The Serpent and The Chimp woke up very excited. They had decided to live together, so they were moving The Chimp’s things to The Serpent’s house-barn in the country. They ate oatmeal, loaded all of The Chimp’s belongings onto The Serpent’s back, and began their long journey home. It was a very long journey. First they missed the bus, then they missed the ferry, and then they paid $3.65 for Mr. Noodles. It took the whole day to get home. They were both tired, hungry, and a little cranky when finally they arrived at the barn. All they wanted to do was slither into bed and say goodnight. But when The Serpent opened his door he found a very distressing scene. It seemed Mr. Moucifer had thrown a mouse party in The Serpent’s absence, and left little kernels of evidence all over the house. There was poop on the table, poop on the fridge, poop on the counter, and poop all over the gigantic pile of dirty dishes. There was poop on the bookshelf, poop on the couch, and The Chimp discovered Mr. Moucifer had even pooped while he slept in the bed. There was nothing that didn’t have poop on it. It was a very large party indeed. Realizing they couldn’t touch anything, and had nowhere to sleep, without getting all poopy, The Serpent and The Chimp set about cleaning up after the messy little mice.
“I set some live traps before I left” The Serpent told The Chimp. “Mr. Moucifer is just too clever. And I don’t like using death traps. It’s not very sporting.”

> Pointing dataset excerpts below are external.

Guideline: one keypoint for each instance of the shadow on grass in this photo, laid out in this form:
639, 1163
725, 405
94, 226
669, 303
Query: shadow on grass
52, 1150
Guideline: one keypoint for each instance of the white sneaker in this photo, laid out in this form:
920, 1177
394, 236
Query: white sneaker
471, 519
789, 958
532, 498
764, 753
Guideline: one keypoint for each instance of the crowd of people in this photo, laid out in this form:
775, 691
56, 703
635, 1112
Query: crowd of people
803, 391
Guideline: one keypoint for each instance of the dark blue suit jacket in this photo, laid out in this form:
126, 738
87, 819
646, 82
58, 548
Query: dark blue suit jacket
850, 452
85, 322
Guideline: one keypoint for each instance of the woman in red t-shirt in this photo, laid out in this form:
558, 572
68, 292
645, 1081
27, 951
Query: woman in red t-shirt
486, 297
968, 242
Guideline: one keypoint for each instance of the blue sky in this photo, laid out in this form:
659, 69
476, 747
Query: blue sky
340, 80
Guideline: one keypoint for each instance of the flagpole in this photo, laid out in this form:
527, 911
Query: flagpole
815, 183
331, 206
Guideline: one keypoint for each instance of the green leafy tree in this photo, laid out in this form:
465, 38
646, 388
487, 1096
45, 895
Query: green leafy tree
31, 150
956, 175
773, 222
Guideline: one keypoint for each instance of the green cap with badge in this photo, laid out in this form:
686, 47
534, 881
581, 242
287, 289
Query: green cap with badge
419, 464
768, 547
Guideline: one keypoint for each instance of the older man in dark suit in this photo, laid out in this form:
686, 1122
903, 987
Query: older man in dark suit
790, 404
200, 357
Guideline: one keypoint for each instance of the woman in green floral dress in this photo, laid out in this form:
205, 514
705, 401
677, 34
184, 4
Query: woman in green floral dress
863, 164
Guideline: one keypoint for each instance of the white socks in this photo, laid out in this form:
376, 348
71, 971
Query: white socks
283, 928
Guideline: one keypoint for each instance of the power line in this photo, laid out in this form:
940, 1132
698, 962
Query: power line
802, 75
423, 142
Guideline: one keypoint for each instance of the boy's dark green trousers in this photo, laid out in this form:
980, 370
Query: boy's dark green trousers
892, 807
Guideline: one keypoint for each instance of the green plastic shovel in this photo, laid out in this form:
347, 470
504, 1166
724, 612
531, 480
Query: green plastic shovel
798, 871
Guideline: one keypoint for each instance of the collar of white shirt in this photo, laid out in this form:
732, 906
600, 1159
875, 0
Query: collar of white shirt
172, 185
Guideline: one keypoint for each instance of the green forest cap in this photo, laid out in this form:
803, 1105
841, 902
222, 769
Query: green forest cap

They continued cleaning long into the night, and even began to see humour in their situation. It was after all, The Chimp’s first night living in the barn. After a few hours The Serpent suggested they take a break. The couch was clean by then, so they had a place to relax. He went to his secret stash of homemade chocolates for a treat to cheer up The Chimp, only to find Mr. Moucifer had a sweet tooth. “Funk and Wagnall’s!” cried The Serpent, adding with a hiss, “I’ll kill the motherfather.”
The Serpent was especially upset about this. He’s a chocolate miser, and those special homemade chocolates can only be acquired once a year. It would be almost twelve months before he could get more. So he went to the cupboard and produced a rusty old blood stained guillotine, and smearing it with peanut butter said, “Let’s see our little friend outsmart this shall we?”
The next six nights were dark ones for the local rodent community. One soft, doe eyed cutie was killed each night. Bodies were piling up outside. The Serpent justified this killing spree with a twisted Darwinian logic.
“It’s survival of the fittest” he explained to a distraught The Chimp. “By pooping where we eat and sleep the mice were, in effect, attacking us, biologically, and we have a right to defend ourselves.” The Chimp was convinced, but The Serpent suspected it was just because she too loves chocolate. After a week of deaths word had gotten out. Mice stopped coming to the barn, and things began to go back to normal. The two lovers continued to scour and disinfect every cubic inch of their nest until it was almost safe to eat crumbs off the floor again, and as the weeks went by they even caught up on all the dirty, poopy laundry. Intimacy flourished once more, and they began acting as two honeymooners should; kissing, snuggling, and watching old episodes of Arrested Development, without a care in the world. At least not about rolling around in crumbly bits of feces.